Vittima o carnefice? Santo o mercenario? Eroe o profittatore? Il dibattito sulla natura dell’avvocato affonda nella notte dei tempi. È il professionista che reca conforto a chi debba affrontare le forche caudine dell’umana giustizia, e che può restituire l’onore perduto all’innocente ingiustamente processato. Ma è anche colui che spesso è accusato di farsi pagare profumatamente per prestazioni modeste o inefficaci.

A Bergamo, per fare un esempio, nei tempi antichi era chiamato “Ca’ d’i lader”, vale a dire “casa dei ladri”, un edificio che si trovava in centro città, e non si capiva se l’epiteto derivasse dall’essere pieno di studi legali, o dalla presenza dei relativi clienti…

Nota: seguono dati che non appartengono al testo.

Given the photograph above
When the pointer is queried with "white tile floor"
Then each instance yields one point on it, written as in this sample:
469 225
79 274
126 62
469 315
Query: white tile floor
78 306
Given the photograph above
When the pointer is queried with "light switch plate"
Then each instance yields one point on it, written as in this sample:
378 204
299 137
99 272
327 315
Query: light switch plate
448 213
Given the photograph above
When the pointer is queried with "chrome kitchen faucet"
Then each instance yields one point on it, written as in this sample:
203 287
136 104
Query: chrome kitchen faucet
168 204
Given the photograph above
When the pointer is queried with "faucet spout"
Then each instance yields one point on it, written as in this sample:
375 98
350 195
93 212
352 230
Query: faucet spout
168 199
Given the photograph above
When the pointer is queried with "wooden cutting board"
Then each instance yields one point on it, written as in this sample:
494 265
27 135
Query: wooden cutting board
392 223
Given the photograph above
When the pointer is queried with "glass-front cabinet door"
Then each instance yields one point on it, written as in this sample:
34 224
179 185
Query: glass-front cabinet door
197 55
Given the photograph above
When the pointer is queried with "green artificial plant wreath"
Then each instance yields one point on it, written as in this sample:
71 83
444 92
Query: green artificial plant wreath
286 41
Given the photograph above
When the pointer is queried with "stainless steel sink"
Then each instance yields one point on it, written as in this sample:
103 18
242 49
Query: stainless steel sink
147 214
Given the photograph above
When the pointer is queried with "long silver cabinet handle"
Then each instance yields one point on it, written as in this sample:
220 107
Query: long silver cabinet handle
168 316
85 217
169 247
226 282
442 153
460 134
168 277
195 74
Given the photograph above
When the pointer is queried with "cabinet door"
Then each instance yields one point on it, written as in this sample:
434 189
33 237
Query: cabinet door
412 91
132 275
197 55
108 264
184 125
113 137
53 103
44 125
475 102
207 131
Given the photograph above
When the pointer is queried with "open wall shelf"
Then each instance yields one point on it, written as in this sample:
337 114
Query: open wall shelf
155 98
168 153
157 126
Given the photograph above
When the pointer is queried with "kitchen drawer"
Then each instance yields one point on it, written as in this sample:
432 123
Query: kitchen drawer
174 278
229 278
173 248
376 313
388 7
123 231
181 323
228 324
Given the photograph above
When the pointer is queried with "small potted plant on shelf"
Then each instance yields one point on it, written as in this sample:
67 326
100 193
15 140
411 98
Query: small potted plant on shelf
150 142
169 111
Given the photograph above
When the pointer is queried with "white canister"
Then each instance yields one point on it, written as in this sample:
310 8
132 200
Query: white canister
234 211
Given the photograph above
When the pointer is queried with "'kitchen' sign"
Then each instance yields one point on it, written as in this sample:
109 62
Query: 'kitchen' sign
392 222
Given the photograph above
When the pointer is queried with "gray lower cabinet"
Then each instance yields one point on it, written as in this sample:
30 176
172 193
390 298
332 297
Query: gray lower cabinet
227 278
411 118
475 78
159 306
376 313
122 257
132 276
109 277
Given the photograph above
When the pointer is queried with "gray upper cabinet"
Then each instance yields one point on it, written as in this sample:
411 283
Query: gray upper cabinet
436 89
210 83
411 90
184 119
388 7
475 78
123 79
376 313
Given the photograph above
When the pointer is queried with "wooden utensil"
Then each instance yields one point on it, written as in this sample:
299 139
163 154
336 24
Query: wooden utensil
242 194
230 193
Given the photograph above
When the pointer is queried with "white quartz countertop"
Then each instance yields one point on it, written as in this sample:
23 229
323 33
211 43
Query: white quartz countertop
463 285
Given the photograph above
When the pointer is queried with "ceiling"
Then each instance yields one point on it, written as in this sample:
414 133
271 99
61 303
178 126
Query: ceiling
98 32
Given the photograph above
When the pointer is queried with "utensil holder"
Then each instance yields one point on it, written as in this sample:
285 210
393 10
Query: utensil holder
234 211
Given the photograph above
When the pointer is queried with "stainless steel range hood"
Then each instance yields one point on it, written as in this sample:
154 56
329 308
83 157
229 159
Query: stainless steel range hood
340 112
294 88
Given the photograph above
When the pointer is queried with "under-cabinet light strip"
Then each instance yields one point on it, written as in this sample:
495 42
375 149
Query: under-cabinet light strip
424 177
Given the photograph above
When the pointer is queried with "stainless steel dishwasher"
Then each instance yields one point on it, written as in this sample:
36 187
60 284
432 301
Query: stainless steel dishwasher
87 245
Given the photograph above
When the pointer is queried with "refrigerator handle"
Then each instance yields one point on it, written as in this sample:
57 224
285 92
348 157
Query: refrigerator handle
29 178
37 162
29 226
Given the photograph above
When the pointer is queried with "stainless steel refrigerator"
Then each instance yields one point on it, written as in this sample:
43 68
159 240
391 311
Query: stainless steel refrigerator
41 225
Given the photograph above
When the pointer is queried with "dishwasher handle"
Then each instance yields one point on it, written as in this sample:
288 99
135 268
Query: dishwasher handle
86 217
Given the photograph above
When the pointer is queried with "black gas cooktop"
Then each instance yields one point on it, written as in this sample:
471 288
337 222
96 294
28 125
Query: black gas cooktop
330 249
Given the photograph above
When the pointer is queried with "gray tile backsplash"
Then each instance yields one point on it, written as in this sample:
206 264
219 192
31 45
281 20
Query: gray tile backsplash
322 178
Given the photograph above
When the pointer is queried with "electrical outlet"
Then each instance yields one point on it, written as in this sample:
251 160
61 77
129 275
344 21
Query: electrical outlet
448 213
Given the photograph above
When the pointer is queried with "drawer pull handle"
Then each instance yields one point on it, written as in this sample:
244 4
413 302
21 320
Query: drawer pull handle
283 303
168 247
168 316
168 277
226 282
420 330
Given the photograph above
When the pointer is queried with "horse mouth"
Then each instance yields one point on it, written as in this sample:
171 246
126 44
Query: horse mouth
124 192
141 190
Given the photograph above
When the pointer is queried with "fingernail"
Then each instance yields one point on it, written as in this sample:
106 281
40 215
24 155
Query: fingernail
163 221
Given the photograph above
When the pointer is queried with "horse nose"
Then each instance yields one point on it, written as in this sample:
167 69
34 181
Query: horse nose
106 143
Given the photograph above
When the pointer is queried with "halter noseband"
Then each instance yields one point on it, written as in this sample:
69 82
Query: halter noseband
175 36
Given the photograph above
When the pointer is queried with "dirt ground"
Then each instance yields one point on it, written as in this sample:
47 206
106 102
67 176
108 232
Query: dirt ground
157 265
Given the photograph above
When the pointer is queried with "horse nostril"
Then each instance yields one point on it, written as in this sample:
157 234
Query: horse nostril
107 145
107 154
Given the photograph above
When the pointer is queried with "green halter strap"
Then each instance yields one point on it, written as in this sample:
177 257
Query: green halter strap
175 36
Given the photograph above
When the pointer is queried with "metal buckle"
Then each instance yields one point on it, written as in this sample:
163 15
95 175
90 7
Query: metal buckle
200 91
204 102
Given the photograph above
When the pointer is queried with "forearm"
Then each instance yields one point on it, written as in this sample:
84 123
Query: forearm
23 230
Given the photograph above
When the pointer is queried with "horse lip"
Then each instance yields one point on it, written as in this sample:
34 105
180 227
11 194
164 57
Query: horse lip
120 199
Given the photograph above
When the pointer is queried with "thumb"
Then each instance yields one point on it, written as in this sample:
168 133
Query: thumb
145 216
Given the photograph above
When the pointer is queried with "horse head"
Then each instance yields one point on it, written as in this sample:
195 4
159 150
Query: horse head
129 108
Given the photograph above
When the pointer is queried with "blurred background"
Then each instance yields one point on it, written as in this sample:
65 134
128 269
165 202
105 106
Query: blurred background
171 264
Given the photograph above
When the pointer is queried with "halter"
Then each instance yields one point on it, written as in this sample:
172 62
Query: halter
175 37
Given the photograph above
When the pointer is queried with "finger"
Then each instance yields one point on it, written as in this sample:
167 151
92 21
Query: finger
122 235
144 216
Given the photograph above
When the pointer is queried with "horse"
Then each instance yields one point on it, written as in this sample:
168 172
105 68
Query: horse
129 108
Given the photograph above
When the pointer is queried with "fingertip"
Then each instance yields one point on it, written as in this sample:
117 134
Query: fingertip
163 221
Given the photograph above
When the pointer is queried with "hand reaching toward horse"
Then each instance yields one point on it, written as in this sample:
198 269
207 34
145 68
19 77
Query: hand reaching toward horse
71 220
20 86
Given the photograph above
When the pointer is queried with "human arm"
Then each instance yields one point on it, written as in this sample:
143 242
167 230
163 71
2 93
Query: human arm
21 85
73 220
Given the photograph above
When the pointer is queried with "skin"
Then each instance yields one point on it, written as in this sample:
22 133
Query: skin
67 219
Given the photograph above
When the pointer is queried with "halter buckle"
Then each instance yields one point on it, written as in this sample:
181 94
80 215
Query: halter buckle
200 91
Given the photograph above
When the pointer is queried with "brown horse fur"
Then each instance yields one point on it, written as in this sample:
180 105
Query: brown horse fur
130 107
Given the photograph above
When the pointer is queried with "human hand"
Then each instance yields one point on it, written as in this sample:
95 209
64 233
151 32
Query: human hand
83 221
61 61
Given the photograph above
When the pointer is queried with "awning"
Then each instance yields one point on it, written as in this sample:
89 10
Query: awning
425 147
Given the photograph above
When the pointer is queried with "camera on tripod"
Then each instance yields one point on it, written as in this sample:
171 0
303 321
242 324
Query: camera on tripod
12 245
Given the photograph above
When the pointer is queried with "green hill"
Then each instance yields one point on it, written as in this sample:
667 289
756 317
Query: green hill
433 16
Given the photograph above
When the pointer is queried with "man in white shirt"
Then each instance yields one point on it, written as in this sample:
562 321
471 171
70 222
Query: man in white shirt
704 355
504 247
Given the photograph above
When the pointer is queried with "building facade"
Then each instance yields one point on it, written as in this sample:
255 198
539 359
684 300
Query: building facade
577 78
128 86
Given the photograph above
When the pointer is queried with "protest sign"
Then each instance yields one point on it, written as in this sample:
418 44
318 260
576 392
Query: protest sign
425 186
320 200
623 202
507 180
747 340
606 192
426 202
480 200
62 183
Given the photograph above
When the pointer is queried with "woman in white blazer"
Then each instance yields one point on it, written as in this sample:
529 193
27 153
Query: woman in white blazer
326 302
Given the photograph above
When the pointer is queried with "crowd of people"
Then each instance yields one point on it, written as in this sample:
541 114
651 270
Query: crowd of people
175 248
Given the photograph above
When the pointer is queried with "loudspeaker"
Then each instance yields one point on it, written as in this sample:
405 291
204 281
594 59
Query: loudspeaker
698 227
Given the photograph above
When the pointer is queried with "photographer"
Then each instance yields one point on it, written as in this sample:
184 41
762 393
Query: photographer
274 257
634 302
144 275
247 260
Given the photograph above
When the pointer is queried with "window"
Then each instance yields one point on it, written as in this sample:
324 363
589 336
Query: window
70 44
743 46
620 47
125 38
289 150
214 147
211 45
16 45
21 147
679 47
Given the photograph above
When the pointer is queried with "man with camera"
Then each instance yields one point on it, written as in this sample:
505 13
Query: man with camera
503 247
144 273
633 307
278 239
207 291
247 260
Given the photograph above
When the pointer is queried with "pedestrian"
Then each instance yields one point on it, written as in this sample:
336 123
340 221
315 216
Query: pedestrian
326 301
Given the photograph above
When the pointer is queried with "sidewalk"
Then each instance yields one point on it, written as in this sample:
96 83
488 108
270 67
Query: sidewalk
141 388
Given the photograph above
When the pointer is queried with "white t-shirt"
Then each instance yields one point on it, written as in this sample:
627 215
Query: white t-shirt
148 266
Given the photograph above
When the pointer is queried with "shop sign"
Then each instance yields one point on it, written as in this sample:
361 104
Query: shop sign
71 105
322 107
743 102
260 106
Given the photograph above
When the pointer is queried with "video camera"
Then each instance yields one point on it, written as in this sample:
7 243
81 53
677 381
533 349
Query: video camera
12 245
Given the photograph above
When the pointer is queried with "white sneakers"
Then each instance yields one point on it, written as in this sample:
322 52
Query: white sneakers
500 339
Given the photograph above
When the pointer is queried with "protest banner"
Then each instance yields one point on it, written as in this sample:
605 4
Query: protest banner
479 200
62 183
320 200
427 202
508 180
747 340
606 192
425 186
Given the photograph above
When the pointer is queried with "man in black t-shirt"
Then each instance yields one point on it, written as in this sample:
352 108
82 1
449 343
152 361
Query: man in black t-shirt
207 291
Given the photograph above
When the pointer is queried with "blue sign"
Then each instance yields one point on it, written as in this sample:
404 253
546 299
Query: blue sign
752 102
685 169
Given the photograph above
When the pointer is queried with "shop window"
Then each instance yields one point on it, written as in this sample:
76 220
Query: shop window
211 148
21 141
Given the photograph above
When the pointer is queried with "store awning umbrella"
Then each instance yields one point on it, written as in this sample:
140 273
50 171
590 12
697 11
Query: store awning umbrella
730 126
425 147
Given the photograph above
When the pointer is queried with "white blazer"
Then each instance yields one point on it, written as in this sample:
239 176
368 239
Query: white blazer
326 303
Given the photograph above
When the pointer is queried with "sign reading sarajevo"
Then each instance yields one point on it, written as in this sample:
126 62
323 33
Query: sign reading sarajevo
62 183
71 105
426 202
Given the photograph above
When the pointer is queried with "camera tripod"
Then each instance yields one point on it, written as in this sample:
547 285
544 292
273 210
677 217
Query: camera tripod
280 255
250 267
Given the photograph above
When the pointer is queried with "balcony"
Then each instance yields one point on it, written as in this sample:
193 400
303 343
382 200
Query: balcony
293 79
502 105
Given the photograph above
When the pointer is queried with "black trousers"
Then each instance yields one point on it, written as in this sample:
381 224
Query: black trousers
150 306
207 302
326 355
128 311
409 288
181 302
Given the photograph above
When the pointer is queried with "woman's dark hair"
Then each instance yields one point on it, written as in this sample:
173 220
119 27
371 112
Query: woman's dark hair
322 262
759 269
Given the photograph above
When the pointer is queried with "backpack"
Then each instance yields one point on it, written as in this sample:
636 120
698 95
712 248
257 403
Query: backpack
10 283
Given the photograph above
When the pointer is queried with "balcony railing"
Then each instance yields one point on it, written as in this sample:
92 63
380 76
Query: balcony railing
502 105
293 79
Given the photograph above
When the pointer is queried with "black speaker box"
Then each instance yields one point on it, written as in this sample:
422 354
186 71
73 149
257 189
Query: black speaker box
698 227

L’avvocato e professore universitario Bruno Cavallone, che oltre a essere un insigne giurista fu anche, con il fratello Franco, autore delle prime traduzioni dei fumetti dei Peanuts per la rivista Linus, qualche anno fa ha riunito in un prezioso libretto (“Avvocato, non parla; che cos’ha? – Un’antologia personale”, edizioni Henry Beyle) una serie di citazioni artistiche e letterarie dedicate alla professione. Nella nota conclusiva si legge: «Se avessi voluto raccogliere citazioni sarcastiche, offensive, denigratorie nei confronti degli avvocati, avrei avuto gravi problemi di scelta , oppure avrei allestito un libro di mille pagine, ripetitivo e noiosissimo. Ho invece tratto dalla letteratura (in senso lato) citazioni idonee a suscitare simpatia per gli avvocati o, più spesso ancora, commiserazione».

Anche nel campo del fumetto le apparizioni di avvocati sono così numerose che potrebbe uscirne un articolo di mille pagine, ripetitivo e noiosissimo a sua volta. Per questo, così come per le precedenti due puntate di questa serie sui mestieri nel fumetto (dedicate, ricordiamolo, la prima al direttore di carcere, la seconda all’idraulico), si procederà a spizzichi e bocconi, senza alcuna pretesa di completezza, raggruppando storie a fumetti diverse nelle consuete cinque schede, dedicate non a singoli personaggi o gruppi di personaggi, ma a singoli “tipi” di avvocato, cercando di menzionare tutte le sfaccettature che questa professione può presentare. L’ultima scheda, invece, sarà specificamente dedicata agli avvocati di genere femminile, che in Italia oggi sono la maggioranza.

I civilisti, fiscalisti, amministrativisti che ci leggono perdoneranno se la maggior parte di citazioni saranno dedicate ai loro colleghi penalisti; ma, si sa, il processo penale è sempre quello che esprime più pathos e consente maggiori spazi per l’avventura. Una storia dedicata a un esperto in sinistri stradali, che compila una citazione a giudizio per ottenere la riparazione di un parafango, si presta a suscitare meno interesse, nei fumetti come al cinema o nelle serie televisive.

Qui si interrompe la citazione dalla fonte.